The following statements are either true or false.

1. A patient with a large acute myocardial infarction may be concurrently treated with aspirin, streptokinase, heparin and an ACE inhibitor.

2. Streptokinase is preferred to tissue plasminogen activator as it has a greater effect on cardiovascular mortality.

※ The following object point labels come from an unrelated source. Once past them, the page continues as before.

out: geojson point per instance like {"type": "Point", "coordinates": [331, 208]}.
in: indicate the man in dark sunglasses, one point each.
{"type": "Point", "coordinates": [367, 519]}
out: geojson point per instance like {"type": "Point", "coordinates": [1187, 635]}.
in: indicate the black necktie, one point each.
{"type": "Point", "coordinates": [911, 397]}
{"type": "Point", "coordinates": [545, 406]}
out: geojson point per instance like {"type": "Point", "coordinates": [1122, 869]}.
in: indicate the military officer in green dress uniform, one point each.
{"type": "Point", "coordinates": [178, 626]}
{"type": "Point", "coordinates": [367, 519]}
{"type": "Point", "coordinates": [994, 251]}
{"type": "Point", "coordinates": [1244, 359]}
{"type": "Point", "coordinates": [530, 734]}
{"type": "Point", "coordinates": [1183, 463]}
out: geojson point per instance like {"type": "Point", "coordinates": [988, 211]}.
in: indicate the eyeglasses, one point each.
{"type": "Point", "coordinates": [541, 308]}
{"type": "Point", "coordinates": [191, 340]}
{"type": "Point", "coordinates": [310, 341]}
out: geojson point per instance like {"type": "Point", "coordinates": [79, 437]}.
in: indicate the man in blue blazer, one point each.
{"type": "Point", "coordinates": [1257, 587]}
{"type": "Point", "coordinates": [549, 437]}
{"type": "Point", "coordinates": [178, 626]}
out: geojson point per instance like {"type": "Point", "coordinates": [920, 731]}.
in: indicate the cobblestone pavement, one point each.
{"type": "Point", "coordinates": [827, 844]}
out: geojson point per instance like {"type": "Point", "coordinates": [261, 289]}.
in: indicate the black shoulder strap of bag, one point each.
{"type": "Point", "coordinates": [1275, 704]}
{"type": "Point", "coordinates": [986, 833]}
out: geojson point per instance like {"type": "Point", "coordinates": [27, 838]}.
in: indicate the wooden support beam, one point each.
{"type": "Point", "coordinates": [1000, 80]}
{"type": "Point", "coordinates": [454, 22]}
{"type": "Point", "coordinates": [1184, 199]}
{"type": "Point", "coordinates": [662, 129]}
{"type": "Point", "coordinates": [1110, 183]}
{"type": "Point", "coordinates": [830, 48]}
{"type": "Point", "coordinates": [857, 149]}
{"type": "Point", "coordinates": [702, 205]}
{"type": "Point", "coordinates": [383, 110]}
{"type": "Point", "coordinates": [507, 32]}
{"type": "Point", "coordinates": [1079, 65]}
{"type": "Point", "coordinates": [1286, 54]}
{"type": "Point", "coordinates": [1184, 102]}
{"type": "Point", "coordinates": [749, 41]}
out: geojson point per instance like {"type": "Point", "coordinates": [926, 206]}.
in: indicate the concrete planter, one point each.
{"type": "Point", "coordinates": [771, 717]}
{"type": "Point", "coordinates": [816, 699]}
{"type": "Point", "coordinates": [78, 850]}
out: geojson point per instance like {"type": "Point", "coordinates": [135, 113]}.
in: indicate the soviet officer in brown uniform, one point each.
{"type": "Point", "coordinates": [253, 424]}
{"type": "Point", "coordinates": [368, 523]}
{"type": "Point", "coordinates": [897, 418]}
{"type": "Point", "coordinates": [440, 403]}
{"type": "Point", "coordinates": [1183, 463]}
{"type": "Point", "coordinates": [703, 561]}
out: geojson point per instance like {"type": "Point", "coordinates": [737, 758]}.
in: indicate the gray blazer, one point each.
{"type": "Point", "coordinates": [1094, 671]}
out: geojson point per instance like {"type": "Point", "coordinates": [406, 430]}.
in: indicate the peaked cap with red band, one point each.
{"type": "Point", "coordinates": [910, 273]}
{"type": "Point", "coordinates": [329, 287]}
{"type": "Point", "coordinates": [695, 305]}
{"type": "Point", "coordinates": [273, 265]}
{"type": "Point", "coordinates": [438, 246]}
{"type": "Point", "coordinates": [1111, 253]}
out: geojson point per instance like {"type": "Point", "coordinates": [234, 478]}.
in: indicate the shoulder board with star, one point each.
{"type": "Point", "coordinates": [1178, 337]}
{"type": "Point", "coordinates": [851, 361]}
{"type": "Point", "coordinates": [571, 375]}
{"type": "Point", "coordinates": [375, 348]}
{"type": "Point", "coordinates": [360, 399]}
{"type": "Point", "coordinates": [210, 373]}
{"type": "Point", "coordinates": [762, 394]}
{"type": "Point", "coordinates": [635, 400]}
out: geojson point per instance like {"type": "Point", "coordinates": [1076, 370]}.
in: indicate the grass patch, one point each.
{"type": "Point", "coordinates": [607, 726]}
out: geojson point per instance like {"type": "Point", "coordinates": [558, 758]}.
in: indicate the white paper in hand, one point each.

Answers to self-test questions

1. True

2. False

References

  1. Gruppo Italiano per lo Studio della Streptochinasi nell'Infarto miocardico (GISSI). Effectiveness of intravenous thrombolytic treatment in acute myocardial infarction. Lancet 1986;1:397-402.
  2. ISIS-2 (Second International Study of Infarct Survival) Collaborative Group. Randomised trial of intravenous streptokinase, oral aspirin, both, or neither among 17,187 cases of suspected acute myocardial infarction: ISIS-2. Lancet 1988;2:349-60.
  3. Fibrinolytic Therapy Trialists' (FTT) Collaborative Group. Indications for fibrinolytic therapy in suspected acute myocardial infarction: collaborative overview of early mortality and major morbidity results from all randomized trials of more than 1000 patients [published erratum appears in Lancet 1994;343:742]. Lancet 1994;343:311-22.
  4. The GUSTO Angiographic Investigators. The effect of tissue plasminogen activator, streptokinase, or both on coronary-artery patency, ventricular function, and survival after acute myocardial infarction [published erratum appears in N Engl J Med 1994;330:516]. N Engl J Med 1993;329:1615-22.
  5. Thrombolysis '93. Canberra, Australia. 1-3 July 1993. Aust NZ J Med 1993;23:727-78.
  6. The GUSTO Investigators. An international randomized trial comparing four thrombolytic strategies for acute myocardial infarction. N Engl J Med 1993;329:673-82.
  7. ISIS-3 (Third International Study of Infarct Survival) Collaborative Group. ISIS-3: a randomised comparison of streptokinase vs tissue plasminogen activator vs anistreplase and of aspirin plus heparin vs aspirin alone among 41,299 cases of suspected acute myocardial infarction. Lancet 1992;339:753-70.